Do your own research. In today’s Internet age, you can find out a lot of information about just anyone offering a professional service. Probably the two most important things to look for are:
- Is the inspector licensed (in Texas, licensing is by the Texas Real Estate Commission); and
- Is the inspector insured?
Their website should provide this information. When in doubt, ask. If the prospective inspector is hesitant, at all, about providing answers, just move on. Quickly. There are lots of other choices.
Once You Have an Inspector, Then What?
The inspector will schedule an appointment for the inspection with the seller’s agent. Your agent will let you know when it will take place.
The inspection will take about three hours, give or take. If possible, meet the inspector at the property – at least for the last part of the inspection. While you’ll receive a written report, being able to walk through the home with the inspector and have him point things out to you is invaluable.
A professional inspector knows where to look. He’ll get on the roof; he’ll go under the house into the crawlspace (if your house is pier-and-beam construction, of course.) He’ll go into the attic. And he’s trained to detect signs of problems, both existing and potential.
The inspection report will detail all of the systems of your home – plumbing, electrical, foundation, roof, structure, HVAC, kitchen appliances, and more. Most will have photographs and test results.
So, What Good is a Report?
Like the old saying goes: knowledge is power. It’s also peace of mind.
At the extremes, a glowing inspection report can completely set your mind at ease about the purchase and a horrible one can allow you to avoid getting trapped in a money pit. The truth is that most reports – even on newly constructed properties (more on that subject in a minute) fall somewhere in between.

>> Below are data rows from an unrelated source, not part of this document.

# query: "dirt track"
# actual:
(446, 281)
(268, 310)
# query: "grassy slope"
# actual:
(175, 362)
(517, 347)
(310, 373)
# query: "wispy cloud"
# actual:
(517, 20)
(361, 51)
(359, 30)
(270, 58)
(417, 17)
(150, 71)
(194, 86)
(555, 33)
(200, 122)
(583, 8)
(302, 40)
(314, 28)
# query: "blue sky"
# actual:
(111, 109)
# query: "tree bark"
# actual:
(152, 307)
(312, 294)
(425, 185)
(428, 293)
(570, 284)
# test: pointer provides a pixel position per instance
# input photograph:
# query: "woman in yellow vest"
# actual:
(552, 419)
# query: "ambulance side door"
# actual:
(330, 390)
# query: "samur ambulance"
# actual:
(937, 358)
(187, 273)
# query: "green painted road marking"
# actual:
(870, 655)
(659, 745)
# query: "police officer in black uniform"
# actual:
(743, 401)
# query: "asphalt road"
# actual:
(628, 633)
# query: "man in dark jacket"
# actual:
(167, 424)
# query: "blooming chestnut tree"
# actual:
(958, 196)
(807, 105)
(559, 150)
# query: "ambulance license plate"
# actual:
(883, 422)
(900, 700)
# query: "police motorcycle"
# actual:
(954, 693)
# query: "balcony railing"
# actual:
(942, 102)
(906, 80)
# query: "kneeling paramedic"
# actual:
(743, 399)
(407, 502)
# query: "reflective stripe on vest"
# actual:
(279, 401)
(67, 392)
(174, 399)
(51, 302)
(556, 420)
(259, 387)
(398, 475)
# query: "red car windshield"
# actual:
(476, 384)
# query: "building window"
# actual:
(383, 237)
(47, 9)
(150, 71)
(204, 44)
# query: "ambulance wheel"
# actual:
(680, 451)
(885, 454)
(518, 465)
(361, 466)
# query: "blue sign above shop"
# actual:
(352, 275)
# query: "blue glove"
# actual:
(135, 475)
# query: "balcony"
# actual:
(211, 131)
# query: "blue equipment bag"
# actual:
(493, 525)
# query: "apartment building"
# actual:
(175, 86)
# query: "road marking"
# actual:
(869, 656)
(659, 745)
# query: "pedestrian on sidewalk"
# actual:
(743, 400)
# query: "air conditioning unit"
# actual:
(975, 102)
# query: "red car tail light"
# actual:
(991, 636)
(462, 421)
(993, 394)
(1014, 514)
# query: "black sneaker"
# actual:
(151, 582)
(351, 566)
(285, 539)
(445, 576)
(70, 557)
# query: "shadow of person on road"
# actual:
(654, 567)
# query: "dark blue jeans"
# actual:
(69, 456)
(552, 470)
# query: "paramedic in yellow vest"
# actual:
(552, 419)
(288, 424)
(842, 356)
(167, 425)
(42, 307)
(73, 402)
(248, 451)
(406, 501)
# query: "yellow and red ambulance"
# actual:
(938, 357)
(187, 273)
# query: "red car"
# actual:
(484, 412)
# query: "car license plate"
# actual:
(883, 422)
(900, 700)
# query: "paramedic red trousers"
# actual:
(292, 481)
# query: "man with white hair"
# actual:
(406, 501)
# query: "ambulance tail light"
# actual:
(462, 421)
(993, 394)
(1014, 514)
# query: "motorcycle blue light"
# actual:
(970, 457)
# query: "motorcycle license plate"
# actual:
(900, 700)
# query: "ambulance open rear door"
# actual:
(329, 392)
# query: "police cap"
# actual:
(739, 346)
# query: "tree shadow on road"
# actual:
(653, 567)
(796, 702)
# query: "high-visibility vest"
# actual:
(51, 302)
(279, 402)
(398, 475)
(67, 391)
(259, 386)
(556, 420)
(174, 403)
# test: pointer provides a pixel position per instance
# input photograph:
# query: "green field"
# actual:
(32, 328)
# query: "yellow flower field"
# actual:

No matter what, knowing what the problems are puts you in the position to make choices.
Can the situation be repaired? If so, how much will it cost?
Is the seller willing to reduce the price of the house to offset the cost of repair? Or, perhaps, make the repair before closing?
Your realtor likely has had clients in the same or similar situations many times and can help guide you through this process. (Another reason buyers need an agent!)
A Word About Older Homes
It’s a fact: older homes will have more problems than new construction. If you’re considering an older home, you should expect this.
The charm and character that a home develops over the years comes at a price in condition – even in the most immaculately maintained property. But you can’t get that charm and character any other way.
Many people (me, for example) love older homes and would rather live in one than new construction under pretty much any reasonably acceptable circumstances. They understand that an older home may not be up to current code or that the electrical may be out of date or that ordinary living produces wear and tear.
But sometimes it makes choosing an inspector a little trickier.
Inspectors are people and, like anyone, they’re going to have their preferences. Some will go to considerable lengths to steer buyers away from older homes. It’s worth it to have a conversation with a prospective inspector to find out their attitude about older homes.
A Word About New Construction
If you’re buying a newly constructed home, you might think that you don’t need to worry with an inspection. You would be wrong.
I once worked with a builder to construct a new home. Before closing, I decided to hire an inspector, just as I would have if the house had been previously-owned. The inspection report showed some cracked rafters, revealed by the inspector’s examination of the attic space.
The builder repaired them without any problem but I never would have discovered the condition without a professional inspection.
And Another Tip About New Homes
This one doesn’t involve a buy/sell transaction but it involves the role of inspectors.
If you buy a new house, it will come with a builder’s warranty, typically for a period of a year. Have a professional inspection of your home 60-90 days before the end of the warranty period. It will help you identify the things that you need to request your builder to repair before your warranty expires.
You Deserve to Love Where You Live
The cost of having a professional inspection done is a pittance compared to the peace of mind that it can help you have. Peace of mind is an important component of having harmony in your life and loving where you live.